Simon Kimbangu, figure emblématique de la résistance spirituelle et anticoloniale, fait l’objet d’un appel renouvelé en faveur d’une reconnaissance officielle au niveau national, africain et international. Ce plaidoyer s’est exprimé à l’ouverture de la deuxième édition de la « Semaine culturelle de la conscience africaine » (Secucaf), organisée en visioconférence entre Kinshasa et Bruxelles.

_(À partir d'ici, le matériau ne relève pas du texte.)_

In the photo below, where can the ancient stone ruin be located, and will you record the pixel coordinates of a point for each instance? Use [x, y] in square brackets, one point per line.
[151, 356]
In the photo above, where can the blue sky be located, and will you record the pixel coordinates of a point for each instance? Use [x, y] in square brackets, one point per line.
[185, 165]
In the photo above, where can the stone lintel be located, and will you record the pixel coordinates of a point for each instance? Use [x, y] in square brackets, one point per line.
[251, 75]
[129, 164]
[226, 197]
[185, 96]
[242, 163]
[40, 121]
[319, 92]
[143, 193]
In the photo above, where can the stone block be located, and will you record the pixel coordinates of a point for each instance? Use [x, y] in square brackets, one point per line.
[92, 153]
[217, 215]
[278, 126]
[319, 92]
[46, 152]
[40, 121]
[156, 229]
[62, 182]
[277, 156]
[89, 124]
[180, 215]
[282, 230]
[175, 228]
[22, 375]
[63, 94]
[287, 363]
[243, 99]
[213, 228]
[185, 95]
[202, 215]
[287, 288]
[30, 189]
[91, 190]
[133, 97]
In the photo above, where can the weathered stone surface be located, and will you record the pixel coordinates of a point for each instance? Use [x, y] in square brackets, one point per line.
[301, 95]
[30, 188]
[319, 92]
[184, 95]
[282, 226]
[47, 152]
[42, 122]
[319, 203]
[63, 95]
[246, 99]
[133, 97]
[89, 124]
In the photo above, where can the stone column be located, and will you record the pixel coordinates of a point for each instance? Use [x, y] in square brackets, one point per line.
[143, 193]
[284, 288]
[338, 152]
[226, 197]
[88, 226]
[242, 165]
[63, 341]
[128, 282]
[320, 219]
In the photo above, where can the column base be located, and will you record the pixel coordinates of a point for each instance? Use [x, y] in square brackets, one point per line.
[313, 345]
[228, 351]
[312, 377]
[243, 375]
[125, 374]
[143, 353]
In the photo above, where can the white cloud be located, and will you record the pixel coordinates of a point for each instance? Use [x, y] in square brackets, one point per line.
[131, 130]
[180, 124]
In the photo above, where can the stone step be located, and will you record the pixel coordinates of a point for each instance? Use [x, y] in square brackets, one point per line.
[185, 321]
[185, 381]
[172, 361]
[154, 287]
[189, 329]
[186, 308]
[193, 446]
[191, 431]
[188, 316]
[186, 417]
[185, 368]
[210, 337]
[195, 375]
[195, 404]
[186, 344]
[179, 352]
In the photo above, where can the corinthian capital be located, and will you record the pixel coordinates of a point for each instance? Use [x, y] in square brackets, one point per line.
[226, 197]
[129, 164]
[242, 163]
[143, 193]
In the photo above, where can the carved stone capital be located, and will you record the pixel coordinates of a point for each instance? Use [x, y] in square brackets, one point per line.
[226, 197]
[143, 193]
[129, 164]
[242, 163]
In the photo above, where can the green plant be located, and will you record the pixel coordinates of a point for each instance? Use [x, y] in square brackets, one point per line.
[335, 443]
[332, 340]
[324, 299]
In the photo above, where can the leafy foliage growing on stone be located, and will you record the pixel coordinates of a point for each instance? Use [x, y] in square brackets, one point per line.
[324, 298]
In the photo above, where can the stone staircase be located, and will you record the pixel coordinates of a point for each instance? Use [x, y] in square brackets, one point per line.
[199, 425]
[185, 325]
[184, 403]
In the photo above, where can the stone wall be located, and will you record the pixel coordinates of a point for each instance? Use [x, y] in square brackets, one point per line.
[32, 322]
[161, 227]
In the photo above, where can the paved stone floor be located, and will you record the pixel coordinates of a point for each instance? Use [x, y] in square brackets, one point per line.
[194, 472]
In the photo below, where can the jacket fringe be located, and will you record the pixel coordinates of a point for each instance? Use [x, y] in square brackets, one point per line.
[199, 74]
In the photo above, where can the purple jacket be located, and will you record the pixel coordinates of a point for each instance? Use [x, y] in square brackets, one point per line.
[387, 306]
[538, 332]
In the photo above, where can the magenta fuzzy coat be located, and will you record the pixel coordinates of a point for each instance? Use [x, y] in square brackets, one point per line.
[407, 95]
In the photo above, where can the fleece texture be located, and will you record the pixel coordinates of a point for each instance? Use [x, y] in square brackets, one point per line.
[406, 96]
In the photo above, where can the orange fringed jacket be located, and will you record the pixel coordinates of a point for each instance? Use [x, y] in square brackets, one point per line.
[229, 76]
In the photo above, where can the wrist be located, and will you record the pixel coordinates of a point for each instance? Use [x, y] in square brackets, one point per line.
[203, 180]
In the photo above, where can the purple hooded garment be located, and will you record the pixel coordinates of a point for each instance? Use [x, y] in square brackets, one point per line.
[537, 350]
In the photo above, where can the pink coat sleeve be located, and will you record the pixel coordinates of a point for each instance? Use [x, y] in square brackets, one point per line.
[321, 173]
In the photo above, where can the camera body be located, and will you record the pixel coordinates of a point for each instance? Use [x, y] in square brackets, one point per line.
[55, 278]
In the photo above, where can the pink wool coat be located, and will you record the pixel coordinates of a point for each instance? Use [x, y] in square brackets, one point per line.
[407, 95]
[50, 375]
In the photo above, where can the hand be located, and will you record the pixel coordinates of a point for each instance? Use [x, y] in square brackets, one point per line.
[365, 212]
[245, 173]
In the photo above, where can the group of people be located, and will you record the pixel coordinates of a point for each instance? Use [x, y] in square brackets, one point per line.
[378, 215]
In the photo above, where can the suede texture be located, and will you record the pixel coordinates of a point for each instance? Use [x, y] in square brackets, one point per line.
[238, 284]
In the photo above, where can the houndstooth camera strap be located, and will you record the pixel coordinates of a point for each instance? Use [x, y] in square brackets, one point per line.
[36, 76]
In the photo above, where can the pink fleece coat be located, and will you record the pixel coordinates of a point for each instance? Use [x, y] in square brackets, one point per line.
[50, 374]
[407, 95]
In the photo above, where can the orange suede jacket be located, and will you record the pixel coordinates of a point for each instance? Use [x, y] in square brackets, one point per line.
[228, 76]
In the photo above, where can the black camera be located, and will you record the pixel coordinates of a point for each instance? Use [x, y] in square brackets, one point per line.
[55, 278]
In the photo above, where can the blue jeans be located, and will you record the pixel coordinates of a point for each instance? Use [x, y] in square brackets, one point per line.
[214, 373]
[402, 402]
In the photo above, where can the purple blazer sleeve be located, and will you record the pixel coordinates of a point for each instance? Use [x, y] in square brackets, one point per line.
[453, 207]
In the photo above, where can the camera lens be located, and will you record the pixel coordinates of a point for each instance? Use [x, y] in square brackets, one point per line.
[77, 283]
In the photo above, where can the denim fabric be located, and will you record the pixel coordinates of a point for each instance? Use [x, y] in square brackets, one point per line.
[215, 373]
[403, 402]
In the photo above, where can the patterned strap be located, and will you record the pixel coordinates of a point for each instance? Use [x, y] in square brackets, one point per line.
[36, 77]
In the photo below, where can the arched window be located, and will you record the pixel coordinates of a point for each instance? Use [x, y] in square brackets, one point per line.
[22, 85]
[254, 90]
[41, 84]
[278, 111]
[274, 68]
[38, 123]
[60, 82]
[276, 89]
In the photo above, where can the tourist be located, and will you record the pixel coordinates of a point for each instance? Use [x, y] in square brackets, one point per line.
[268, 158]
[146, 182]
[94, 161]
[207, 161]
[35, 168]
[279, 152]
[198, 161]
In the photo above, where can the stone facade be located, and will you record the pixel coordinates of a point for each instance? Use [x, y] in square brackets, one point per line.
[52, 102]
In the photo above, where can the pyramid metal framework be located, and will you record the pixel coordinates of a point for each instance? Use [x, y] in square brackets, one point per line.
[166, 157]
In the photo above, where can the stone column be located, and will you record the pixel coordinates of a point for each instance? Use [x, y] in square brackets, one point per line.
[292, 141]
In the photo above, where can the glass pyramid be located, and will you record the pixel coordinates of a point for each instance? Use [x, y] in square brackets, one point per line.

La date du 6 avril, marquant son engagement et son héritage, a été au centre des échanges. Bien que reconnu pour sa lutte pacifique contre le régime colonial belge, Kimbangu ne bénéficie toujours pas du statut de héros national, ni en RDC, ni à l’échelle du continent.
« Il est temps de réparer cette omission », a déclaré Pitchou Matouasilua, coordonnateur de « Tokanisa Mboka », devant une centaine de participants rassemblés à Lingwala. L’événement a aussi donné le coup d’envoi aux activités prévues du 4 au 12 avril entre les deux capitales.
Matouasilua a exprimé le souhait de voir la RDC assumer cet héritage.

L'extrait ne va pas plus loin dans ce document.